Appending an lvalue to a pack deduces a reference element (as pack's CTAD does), and the resulting call does not compile on gcc:

fn::pack<int> p{1};
B b{30};

auto q1 = p.append(b);                          // pack<int, B &>
auto q2 = p.append(std::in_place_type<B &>, b); // pack<int, B &>
include/fn/detail/pack_impl.hpp:91: error: cannot bind non-const lvalue reference of type 'B&'
                                           to an rvalue of type 'B'
   91 |     return {static_cast<...>(FWD(self)._element<Is, Ts>::v)..., T{FWD(args)...}};

clang++ 22.1.6 accepts both; g++ 16.1.1 rejects both. A prvalue argument (p.append(B{7}), a non-reference element) compiles everywhere.

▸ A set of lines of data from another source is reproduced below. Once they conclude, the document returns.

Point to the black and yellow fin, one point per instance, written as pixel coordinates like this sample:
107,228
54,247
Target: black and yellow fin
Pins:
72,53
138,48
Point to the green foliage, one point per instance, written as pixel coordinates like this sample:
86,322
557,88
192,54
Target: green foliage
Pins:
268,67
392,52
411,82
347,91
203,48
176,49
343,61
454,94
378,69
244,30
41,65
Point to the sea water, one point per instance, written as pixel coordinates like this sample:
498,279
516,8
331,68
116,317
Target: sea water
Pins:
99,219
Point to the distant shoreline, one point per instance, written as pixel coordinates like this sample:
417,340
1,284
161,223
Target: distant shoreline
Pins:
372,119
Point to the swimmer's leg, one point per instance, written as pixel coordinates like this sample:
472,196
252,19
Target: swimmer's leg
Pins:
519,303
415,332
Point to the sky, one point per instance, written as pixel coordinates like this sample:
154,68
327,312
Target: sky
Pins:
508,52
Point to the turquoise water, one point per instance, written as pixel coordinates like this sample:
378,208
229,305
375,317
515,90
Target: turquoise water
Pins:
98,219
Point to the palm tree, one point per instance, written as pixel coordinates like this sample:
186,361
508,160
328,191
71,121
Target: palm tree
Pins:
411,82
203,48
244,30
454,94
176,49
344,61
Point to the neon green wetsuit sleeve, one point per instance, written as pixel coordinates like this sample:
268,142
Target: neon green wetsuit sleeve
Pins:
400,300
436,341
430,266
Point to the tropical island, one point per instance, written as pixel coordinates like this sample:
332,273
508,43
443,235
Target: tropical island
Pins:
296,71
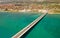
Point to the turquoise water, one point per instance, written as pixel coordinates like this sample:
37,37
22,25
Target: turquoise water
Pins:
11,23
48,27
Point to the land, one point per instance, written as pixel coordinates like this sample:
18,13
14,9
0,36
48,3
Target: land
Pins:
52,7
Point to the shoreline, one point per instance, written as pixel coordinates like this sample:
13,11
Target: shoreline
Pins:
28,11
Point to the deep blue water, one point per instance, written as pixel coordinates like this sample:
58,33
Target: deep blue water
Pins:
48,27
11,23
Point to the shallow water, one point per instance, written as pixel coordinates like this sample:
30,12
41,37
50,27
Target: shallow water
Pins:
48,27
11,23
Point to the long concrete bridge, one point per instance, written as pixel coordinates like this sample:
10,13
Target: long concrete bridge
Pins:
24,30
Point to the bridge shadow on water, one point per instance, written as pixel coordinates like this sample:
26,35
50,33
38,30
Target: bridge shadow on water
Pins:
24,36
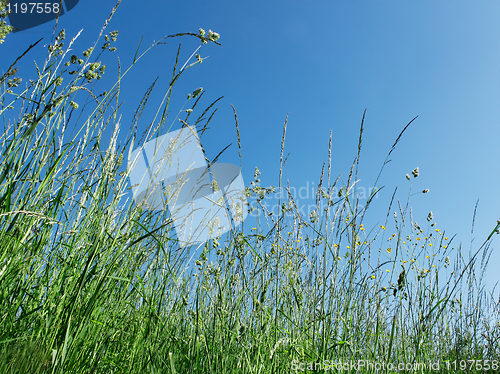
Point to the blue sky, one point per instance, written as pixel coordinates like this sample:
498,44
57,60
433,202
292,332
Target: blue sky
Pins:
323,63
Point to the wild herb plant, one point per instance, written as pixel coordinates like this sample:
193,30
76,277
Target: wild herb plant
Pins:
91,283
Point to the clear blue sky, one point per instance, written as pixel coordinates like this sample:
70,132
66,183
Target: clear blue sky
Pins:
323,63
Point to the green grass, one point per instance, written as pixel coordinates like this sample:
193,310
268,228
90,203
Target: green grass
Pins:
89,283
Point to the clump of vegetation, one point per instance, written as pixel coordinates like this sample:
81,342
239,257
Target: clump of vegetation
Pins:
91,283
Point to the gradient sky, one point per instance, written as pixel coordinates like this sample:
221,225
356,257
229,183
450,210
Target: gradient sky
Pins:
323,63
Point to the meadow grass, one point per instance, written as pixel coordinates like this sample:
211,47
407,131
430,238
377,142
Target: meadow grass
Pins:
91,283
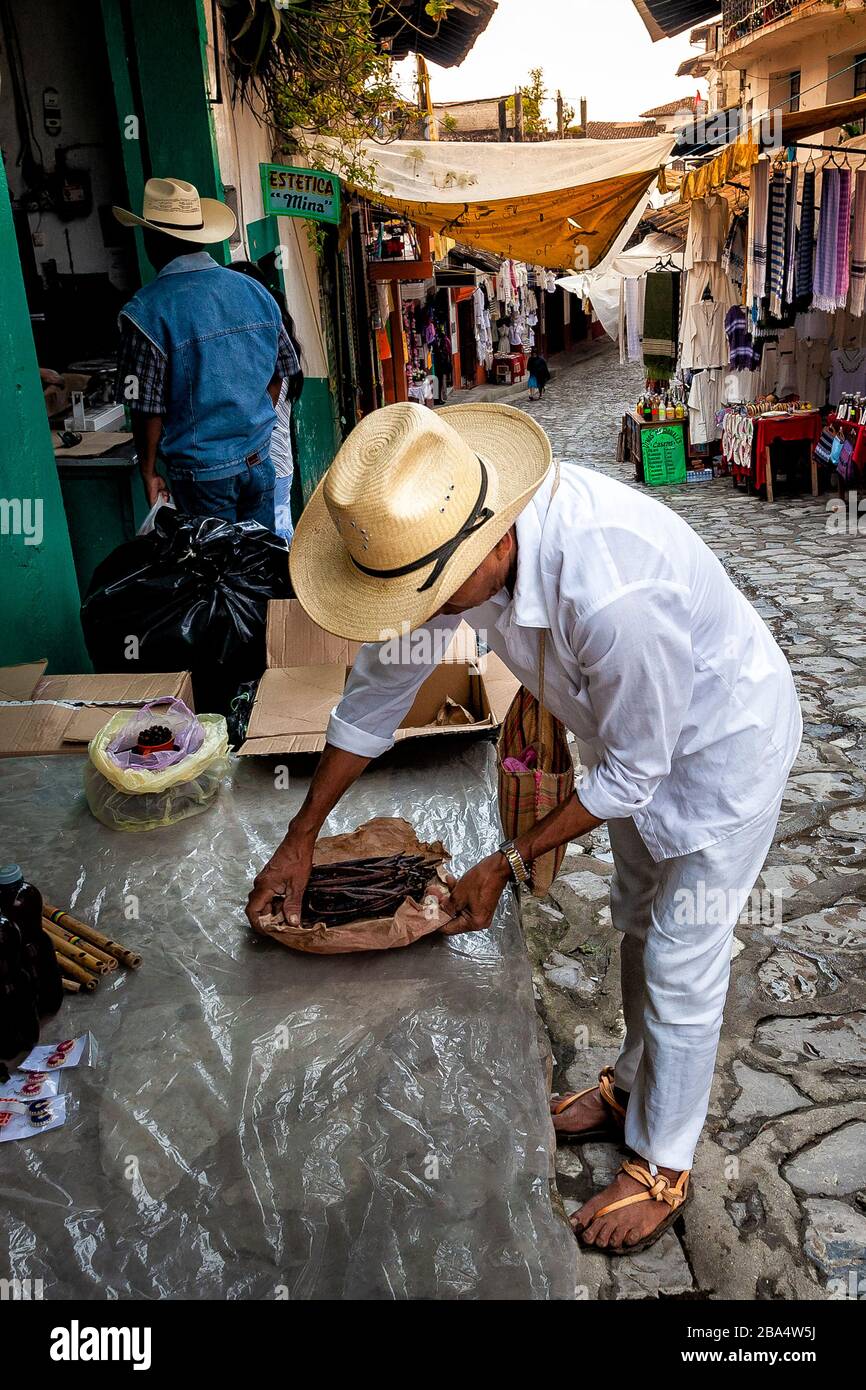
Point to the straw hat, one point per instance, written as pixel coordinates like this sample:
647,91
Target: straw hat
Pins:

The construct is pack_impl.hpp:91 — the new element is built as T{FWD(args)...}, and for a reference T gcc reads the braced functional-cast form as materializing a temporary and then failing to bind.

Why it went unnoticed

Every existing test of a reference-element append only takes decltype(...) of the call:

static_assert(std::same_as<decltype(s.append(std::in_place_type<B &>, c2)), T::append_type<B &>>);

which never instantiates _append's body. The suite is green on gcc while the operation is unusable there.

Which compiler is right

clang. Per [expr.type.conv]/1.3, T{x} for a reference T "has the same effect as direct-initializing an invented variable t of type T from the initializer"; and [dcl.init.list]/3.9 — which precedes the temporary-generating /3.10 — says that when the initializer list "has a single element of type E and either T is not a reference type or its referenced type is reference-related to E, the object or reference is initialized from that element", i.e. it binds. /3.10 ("if T is a reference type, a prvalue is generated") only applies when /3.9 does not.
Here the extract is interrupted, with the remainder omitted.